In martial arts like Karate, there are pre-arranged forms called Kata (also known as Quan or Hsing) which are stylised ritualised and themed representations of fighting techniques.

To analyse these often abstract movements is called bunkai and to then work with another person to apply the resulting technique is called Oyo.

There are several layers to Kata, Bunkai and Oyo study:

  1. The Science of Violence: Understanding what kind of purpose the movements would likely have
  2. The Science of Technique: performing the movements in an efficient and accurate manner
  3. The Science of Learning: The kata being used to drill responses
  4. Internal or health benefits: Fast Shotokan type kata can have Calisthenic benefits whereas forms like Sanchin can have muscular (isometric tension) benefits and can also be of internal benefit (ie as in Tai chi and Yoga), improving relaxation, breathing, bloodflow etc
  5. State of mind. Kata can help with focus, meditation, concentration, visualisation.

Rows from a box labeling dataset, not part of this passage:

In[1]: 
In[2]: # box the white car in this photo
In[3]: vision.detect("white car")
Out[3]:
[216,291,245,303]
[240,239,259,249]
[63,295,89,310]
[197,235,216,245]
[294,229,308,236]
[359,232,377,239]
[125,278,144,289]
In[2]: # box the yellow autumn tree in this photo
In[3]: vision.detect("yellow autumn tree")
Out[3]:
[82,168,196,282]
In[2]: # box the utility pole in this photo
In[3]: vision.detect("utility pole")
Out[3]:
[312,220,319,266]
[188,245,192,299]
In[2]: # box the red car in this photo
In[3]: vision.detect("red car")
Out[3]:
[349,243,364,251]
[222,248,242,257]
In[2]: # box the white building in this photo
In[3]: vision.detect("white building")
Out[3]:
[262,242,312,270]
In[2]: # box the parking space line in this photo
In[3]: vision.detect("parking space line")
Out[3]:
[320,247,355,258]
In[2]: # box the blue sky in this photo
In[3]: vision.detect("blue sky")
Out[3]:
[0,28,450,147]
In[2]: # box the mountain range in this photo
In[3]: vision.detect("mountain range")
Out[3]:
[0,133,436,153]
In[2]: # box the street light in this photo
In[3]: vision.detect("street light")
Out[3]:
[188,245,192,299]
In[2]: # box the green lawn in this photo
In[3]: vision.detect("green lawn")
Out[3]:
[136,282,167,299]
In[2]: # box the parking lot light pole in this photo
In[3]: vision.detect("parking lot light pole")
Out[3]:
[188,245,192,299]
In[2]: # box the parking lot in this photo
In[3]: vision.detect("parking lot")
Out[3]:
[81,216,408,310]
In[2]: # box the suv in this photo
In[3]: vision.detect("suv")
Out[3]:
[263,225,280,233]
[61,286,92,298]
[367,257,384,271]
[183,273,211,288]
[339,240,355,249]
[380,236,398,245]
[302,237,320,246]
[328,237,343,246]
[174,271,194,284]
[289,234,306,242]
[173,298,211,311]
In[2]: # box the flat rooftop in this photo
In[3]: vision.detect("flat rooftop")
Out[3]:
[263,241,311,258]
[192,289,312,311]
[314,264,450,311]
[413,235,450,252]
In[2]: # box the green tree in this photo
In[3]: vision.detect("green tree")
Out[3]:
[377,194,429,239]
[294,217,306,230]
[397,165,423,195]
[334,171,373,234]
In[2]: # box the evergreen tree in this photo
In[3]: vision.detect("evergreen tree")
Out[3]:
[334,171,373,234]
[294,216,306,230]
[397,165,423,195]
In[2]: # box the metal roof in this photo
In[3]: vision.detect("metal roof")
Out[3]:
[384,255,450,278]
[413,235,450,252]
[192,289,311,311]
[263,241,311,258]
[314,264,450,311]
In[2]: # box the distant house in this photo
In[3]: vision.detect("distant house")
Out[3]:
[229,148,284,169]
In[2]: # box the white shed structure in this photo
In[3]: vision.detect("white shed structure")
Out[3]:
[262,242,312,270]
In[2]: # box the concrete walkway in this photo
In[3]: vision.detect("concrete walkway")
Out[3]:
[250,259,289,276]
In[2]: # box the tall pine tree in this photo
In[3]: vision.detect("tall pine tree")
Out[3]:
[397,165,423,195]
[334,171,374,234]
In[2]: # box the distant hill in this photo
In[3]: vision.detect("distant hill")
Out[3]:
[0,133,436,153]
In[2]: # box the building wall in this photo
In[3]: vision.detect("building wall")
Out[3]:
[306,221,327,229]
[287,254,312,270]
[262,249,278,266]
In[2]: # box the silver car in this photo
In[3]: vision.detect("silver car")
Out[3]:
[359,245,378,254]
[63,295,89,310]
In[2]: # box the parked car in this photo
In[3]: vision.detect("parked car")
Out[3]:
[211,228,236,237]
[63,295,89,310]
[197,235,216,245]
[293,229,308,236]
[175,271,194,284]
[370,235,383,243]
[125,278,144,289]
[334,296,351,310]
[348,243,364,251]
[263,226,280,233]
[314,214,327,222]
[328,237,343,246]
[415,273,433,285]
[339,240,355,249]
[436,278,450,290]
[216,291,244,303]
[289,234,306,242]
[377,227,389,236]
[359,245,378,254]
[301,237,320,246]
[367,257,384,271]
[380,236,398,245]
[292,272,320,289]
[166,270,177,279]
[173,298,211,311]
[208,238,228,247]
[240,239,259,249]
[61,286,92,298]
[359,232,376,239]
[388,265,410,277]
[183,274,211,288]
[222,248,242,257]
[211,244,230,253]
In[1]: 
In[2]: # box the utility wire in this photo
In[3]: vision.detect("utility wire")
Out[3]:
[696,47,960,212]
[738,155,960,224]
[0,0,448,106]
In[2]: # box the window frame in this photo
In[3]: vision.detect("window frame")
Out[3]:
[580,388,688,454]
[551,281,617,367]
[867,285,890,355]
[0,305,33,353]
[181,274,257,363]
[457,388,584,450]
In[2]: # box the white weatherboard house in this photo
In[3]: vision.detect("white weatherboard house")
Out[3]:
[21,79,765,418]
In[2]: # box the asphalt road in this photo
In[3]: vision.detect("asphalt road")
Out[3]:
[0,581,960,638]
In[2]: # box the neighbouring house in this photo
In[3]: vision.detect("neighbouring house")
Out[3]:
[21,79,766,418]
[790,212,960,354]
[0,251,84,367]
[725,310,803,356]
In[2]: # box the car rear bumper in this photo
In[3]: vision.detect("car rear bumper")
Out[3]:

These factors aside if we look purely at the physical self defence aspect of the bunkai, we have various possibilities:

  1. Consider the possibility that the application could involve a weapon
  2. Consider the possibility that the most obvious application should be applied (ie what looks like a punch actually is a punch)
  3. Consider the possibility that the most obvious application should NOT be applied (ie what looks like a punch can’t be a punch and therefore must something else like a throw)
  4. Consider primary sources. Does the work of Motobu, Funakoshi, Miyagi etc actually present a decent oyo for us?
  5. Are you looking for something that is not there? Don’t over complicate things. The bow is just a bow – it may look like a headbutt but it’s not
  6. Could the technique have multiple applications?
  7. Consider changing your perspective. Maybe the attacker is behind you. Maybe you are in a confined space.
  8. Don’t be put off by labels and old wives tales. Tekki is not for fighting in a boat or paddy field and Bassai is not for storming a fortress.
  9. Don’t be put off by bunkai nay-sayers who will (mis) quote Bruce Lee and say any form study is a classical mess and the mind should be free. it is only by applying constraints that we are able to think laterally about a problem. if somebody told you you could not use your hands, you would use your feet more creatively.
  10. Keep it real. Bunkai should be simple and brutal. don’t get TOO creative.